— О, не верьте, не верьте ему! — отвечал Баумгар-тен. — Это — уловка... Любаша будет только щитом, из-за которого ему ловчее пускать стрелы в Nelly!

— Все-таки надо попробовать... Я теперь все придумываю, как бы получше устроить все это... Успокоить вас, отвлечь Милькеева от Nelly, ее развлечь, детей повеселить... Надо ехать с визитами... Знакомиться... Чем оправдаться... что до сих пор десять лет не ездила, и вдруг...

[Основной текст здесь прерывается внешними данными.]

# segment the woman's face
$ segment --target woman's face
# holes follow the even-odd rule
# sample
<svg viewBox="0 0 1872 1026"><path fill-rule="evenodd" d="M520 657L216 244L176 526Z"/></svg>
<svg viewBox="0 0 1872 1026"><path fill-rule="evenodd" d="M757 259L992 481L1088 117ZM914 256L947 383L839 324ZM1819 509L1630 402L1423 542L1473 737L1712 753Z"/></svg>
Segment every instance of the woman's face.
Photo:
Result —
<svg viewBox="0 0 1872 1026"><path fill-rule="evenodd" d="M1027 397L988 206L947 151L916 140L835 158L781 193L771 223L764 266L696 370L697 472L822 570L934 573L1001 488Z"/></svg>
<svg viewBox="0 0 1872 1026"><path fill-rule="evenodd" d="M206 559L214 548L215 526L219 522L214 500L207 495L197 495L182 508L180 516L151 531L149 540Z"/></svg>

— Oh! qu'а cela ne tienne! — воскликнул Баумгар-тен, — дайте мне три-четыре дня, и я вам приготовлю комедию в трех действиях; она будет применена к актерам... Она уже давно у меня зреет... M-lle Эме не может, конечно, поддержать дельный разговор на французском языке; но она произносит порядочно. Я ей приготовлю простую роль!..

И точно, дня через три-четыре, француз принес тетрадь и прочел: La faiblesse de la force ou La force de la faiblesse.

Милькеев был разбит вдребезги в лице блестящего и ничтожного парижанина; сам ami Joseph выведен был в виде простого и честного земледельца. Особенно одно место живо напоминало Милькеева.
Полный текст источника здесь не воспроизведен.